2. Install A Reliable TMS
A good transportation management system (TMS) helps you properly track and measure your progress. Two pieces of advice for you if you decide to go with a TMS:
a) Try adapting your operating procedures to the TMS instead of adapting the TMS to the current status quo. You may run into resistance when it gets into the hands of IT or operations, but stand firm as getting yourself organized into a solid set of management processes will benefit you immensely in the long term.
b) Consider tying your TMS into electronic logs that will continuously feed live data directly from your trucks. This kind of real-time information is priceless -- trust us.
And, remember: Your TMS can also help you take advantage of fuel discounts by routing trucks to areas with the best fuel prices. For example, instead of fueling up at a truckstop in California along the Arizona border, a driver can head a mere 10 miles into Arizona where fuel could cost a driver up to $.30 per gallon LESS.

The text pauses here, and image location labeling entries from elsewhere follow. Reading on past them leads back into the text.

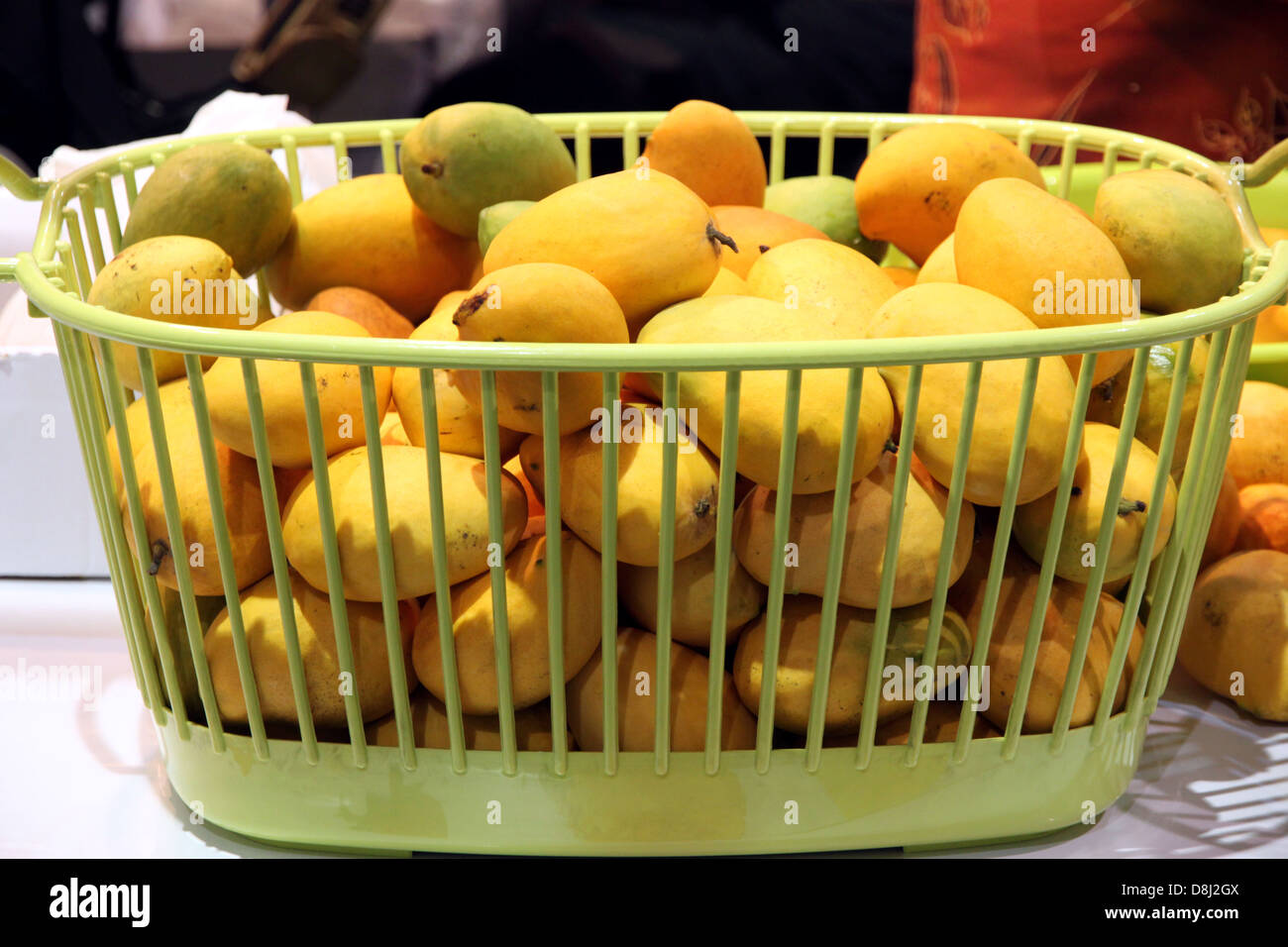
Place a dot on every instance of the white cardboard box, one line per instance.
(48, 526)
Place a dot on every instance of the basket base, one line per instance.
(385, 806)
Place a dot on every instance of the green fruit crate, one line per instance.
(305, 791)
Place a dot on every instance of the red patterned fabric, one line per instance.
(1207, 75)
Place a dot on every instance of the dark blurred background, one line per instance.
(95, 72)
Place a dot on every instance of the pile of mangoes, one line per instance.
(487, 237)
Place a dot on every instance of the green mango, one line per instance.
(228, 193)
(824, 201)
(462, 158)
(492, 219)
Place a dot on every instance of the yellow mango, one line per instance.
(183, 279)
(1077, 553)
(824, 278)
(527, 612)
(798, 654)
(1237, 624)
(1059, 624)
(636, 655)
(639, 482)
(692, 603)
(460, 423)
(314, 626)
(1044, 257)
(760, 418)
(866, 527)
(240, 488)
(726, 283)
(366, 232)
(709, 150)
(410, 522)
(639, 232)
(940, 265)
(911, 187)
(951, 308)
(539, 302)
(430, 728)
(1109, 398)
(338, 386)
(755, 231)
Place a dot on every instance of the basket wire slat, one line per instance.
(592, 801)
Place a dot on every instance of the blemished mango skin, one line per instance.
(912, 185)
(366, 232)
(183, 279)
(1044, 257)
(947, 309)
(410, 522)
(541, 303)
(647, 237)
(708, 149)
(339, 390)
(1236, 630)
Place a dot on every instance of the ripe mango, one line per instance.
(1175, 234)
(798, 654)
(366, 232)
(492, 219)
(1237, 625)
(951, 308)
(642, 234)
(183, 279)
(316, 630)
(754, 231)
(468, 157)
(912, 185)
(824, 201)
(1109, 398)
(866, 527)
(824, 278)
(940, 265)
(1059, 625)
(460, 423)
(338, 386)
(410, 522)
(1044, 257)
(760, 416)
(430, 727)
(365, 308)
(1077, 553)
(709, 150)
(726, 283)
(475, 628)
(636, 661)
(639, 482)
(540, 302)
(239, 483)
(227, 192)
(694, 585)
(1258, 446)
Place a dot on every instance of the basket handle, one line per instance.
(1267, 165)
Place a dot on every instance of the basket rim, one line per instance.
(46, 279)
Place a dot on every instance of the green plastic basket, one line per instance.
(351, 795)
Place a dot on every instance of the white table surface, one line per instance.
(85, 784)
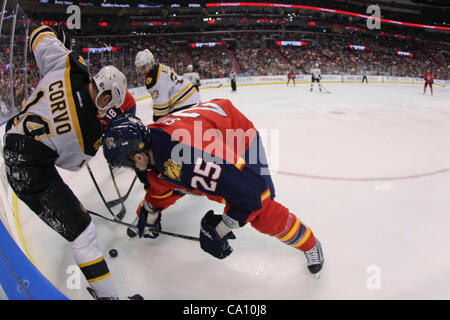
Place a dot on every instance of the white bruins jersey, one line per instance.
(169, 91)
(315, 72)
(193, 77)
(59, 113)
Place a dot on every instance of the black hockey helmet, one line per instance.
(124, 137)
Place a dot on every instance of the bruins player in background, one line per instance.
(58, 127)
(170, 92)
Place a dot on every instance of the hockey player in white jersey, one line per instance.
(316, 76)
(58, 127)
(170, 92)
(192, 76)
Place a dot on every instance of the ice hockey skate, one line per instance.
(315, 260)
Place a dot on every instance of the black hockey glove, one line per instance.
(209, 238)
(143, 227)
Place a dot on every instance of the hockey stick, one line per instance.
(115, 202)
(121, 213)
(117, 190)
(130, 225)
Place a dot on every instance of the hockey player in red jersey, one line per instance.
(179, 158)
(291, 76)
(428, 77)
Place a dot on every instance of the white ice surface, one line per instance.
(366, 167)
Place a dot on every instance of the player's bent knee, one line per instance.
(270, 219)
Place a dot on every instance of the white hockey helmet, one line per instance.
(110, 78)
(144, 57)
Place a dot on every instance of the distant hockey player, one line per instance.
(233, 78)
(291, 76)
(58, 127)
(230, 169)
(428, 77)
(170, 92)
(364, 74)
(192, 76)
(316, 76)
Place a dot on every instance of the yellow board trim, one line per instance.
(174, 98)
(72, 107)
(265, 195)
(100, 278)
(166, 195)
(293, 230)
(90, 263)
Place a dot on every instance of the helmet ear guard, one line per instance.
(124, 137)
(112, 80)
(143, 58)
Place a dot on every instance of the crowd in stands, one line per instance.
(249, 54)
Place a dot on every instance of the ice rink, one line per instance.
(367, 167)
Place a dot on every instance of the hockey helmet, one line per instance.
(144, 57)
(124, 137)
(110, 78)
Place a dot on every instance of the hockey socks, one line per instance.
(297, 235)
(92, 263)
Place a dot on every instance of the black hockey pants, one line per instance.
(33, 177)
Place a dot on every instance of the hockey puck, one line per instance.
(113, 253)
(131, 233)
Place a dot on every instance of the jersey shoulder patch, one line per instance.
(152, 77)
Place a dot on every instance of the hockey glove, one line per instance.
(210, 240)
(143, 227)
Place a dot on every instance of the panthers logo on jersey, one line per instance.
(173, 170)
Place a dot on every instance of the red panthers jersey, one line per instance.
(210, 149)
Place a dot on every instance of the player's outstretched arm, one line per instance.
(48, 51)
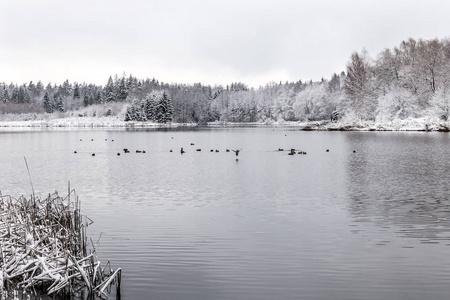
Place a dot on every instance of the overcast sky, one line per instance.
(207, 41)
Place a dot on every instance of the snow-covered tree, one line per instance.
(359, 87)
(109, 91)
(398, 103)
(164, 109)
(48, 103)
(440, 104)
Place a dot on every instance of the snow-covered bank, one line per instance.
(418, 124)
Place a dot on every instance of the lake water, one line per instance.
(369, 224)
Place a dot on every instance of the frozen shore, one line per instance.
(418, 124)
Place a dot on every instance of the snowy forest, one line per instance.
(411, 80)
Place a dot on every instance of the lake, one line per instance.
(369, 219)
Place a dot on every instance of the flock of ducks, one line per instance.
(292, 151)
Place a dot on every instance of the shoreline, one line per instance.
(419, 124)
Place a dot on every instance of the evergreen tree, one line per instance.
(76, 92)
(150, 106)
(164, 108)
(48, 103)
(109, 91)
(86, 99)
(59, 104)
(98, 97)
(122, 90)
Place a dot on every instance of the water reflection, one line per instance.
(398, 179)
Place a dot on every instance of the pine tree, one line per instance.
(122, 91)
(150, 106)
(86, 99)
(109, 91)
(164, 109)
(76, 92)
(98, 97)
(48, 103)
(59, 104)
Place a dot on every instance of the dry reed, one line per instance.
(44, 249)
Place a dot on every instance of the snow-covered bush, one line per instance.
(398, 103)
(440, 105)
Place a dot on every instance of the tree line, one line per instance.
(409, 81)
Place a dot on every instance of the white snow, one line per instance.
(411, 124)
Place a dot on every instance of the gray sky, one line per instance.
(207, 41)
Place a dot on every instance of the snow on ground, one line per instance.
(418, 124)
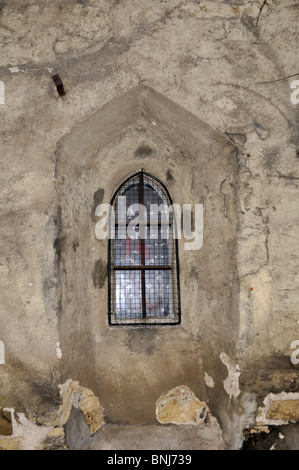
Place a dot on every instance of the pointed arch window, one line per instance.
(143, 254)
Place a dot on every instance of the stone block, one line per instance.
(180, 406)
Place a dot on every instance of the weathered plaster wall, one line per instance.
(208, 58)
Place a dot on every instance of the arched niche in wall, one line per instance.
(129, 368)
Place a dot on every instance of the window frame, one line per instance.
(142, 268)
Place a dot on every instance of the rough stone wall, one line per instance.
(220, 61)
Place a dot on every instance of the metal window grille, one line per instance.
(143, 255)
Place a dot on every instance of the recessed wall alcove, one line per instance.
(129, 368)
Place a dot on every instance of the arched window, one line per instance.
(143, 254)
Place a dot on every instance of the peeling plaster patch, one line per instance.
(209, 380)
(231, 383)
(58, 351)
(279, 409)
(16, 70)
(181, 406)
(2, 353)
(73, 395)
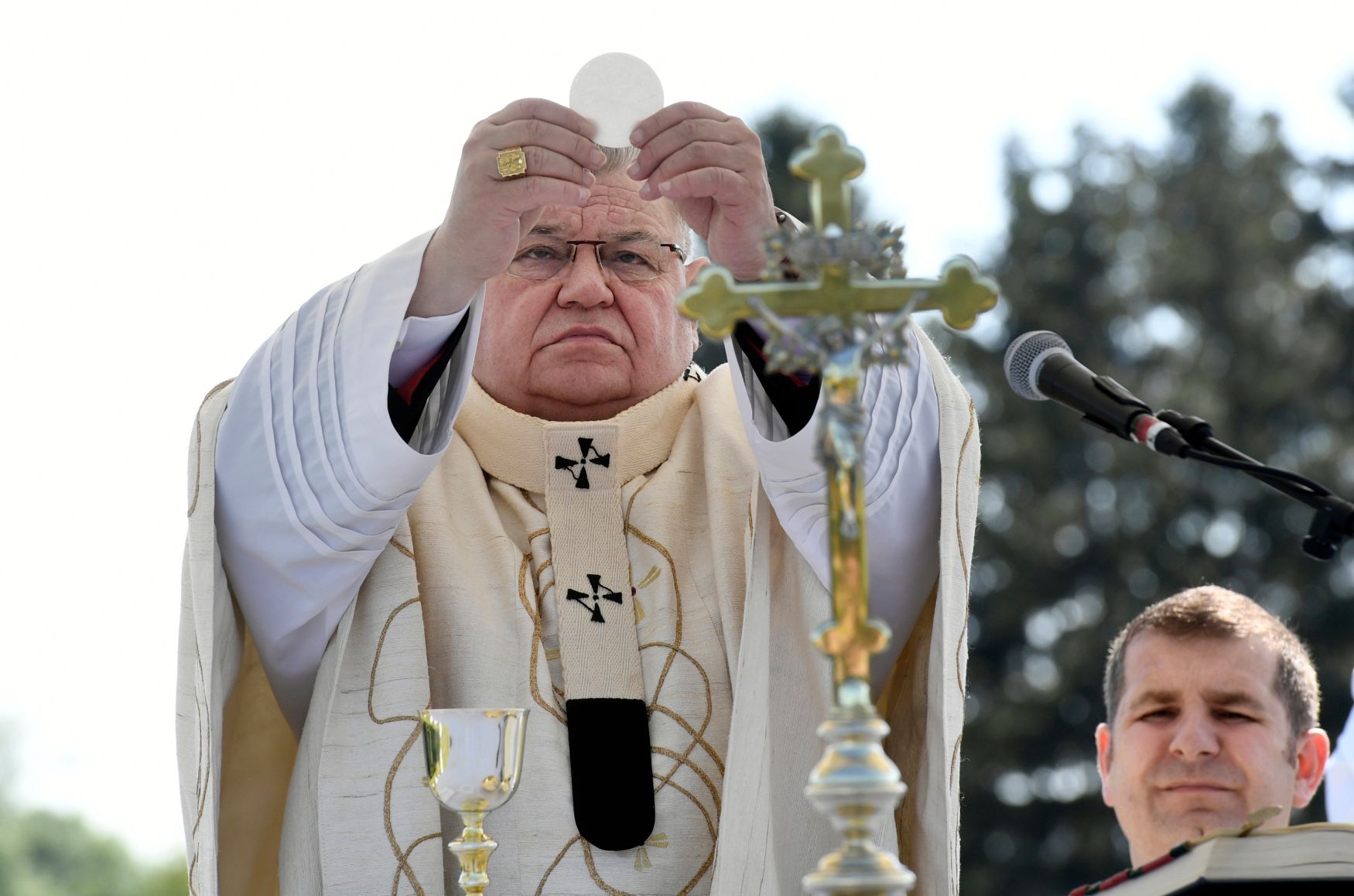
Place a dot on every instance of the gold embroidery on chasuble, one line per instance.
(493, 610)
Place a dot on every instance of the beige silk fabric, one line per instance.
(497, 626)
(723, 607)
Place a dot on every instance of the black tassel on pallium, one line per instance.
(612, 771)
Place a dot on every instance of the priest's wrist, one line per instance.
(440, 290)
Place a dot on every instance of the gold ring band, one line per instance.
(512, 162)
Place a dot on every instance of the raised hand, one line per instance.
(709, 164)
(489, 214)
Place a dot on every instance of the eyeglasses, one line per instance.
(628, 262)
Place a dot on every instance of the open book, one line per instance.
(1254, 861)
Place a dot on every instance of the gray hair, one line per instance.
(622, 157)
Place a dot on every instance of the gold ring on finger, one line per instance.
(512, 162)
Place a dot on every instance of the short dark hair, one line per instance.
(1209, 610)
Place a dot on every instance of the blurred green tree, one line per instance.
(43, 853)
(1202, 274)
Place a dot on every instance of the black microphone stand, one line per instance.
(1334, 518)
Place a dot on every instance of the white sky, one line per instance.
(176, 178)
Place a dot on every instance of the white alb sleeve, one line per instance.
(902, 486)
(1339, 773)
(312, 477)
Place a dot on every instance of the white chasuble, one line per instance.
(471, 607)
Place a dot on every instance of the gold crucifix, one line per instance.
(843, 294)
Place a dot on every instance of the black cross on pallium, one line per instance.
(579, 469)
(600, 593)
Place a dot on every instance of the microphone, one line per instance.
(1040, 366)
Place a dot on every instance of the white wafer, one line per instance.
(617, 91)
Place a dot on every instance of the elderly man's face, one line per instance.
(584, 345)
(1200, 739)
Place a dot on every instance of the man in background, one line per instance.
(1212, 706)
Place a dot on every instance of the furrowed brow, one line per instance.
(1234, 699)
(633, 236)
(1153, 699)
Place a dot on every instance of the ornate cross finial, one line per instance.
(839, 337)
(848, 276)
(829, 164)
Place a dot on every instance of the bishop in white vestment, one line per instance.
(646, 577)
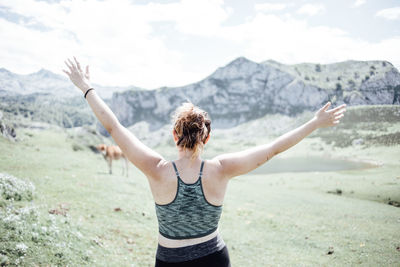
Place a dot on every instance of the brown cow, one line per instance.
(111, 153)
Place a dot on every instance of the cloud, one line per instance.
(117, 40)
(124, 47)
(311, 9)
(389, 13)
(290, 40)
(268, 7)
(359, 3)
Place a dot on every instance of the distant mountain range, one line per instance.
(242, 90)
(47, 82)
(245, 90)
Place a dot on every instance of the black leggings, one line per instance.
(217, 259)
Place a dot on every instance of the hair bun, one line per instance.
(192, 126)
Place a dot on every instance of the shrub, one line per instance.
(12, 188)
(29, 238)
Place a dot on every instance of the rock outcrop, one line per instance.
(244, 90)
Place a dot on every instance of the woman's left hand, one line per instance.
(77, 76)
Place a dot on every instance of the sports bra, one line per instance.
(189, 215)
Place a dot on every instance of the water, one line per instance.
(309, 164)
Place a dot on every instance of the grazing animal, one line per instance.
(111, 153)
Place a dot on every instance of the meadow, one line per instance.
(59, 205)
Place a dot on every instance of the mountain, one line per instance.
(239, 92)
(47, 82)
(244, 90)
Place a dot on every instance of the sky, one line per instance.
(151, 44)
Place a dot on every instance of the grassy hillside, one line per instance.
(315, 218)
(39, 107)
(346, 74)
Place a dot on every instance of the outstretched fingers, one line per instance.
(337, 108)
(69, 66)
(68, 73)
(77, 64)
(339, 116)
(326, 106)
(72, 64)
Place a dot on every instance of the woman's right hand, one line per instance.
(325, 118)
(78, 77)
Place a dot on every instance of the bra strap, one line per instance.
(176, 170)
(201, 168)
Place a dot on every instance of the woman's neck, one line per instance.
(186, 155)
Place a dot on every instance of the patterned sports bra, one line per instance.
(189, 215)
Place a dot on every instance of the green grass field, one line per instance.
(332, 218)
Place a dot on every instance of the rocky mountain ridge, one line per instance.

3. Understand EACH Truck’s Productivity
One of the quickest ways to improve your bottom line is to increase the productivity of each of your trucks. Consider running each truck on extra shifts or on more days by using extra or part-time drivers. Why? Because when you run a truck on a second shift, all of the fixed cost have already been absorbed by that truck in the first shift.
While running a truck on another shift or having more than one driver share the same vehicle isn’t always practical, carriers should still look for other opportunities to maximize revenue. (Check out our free Freight Factoring 101 ebook to learn more about other revenue generating options.)
From a tax perspective, this option could prove useful for two reasons:
a) Every dollar of gross margin earned after your variable expenses like gas, maintenance, repairs, and driver pay, goes straight to the bottom line.
b) If you can successfully operate each truck efficiently over three years and trade it in after you’ve taken the depreciation on it, the truck makes more in after-tax profit.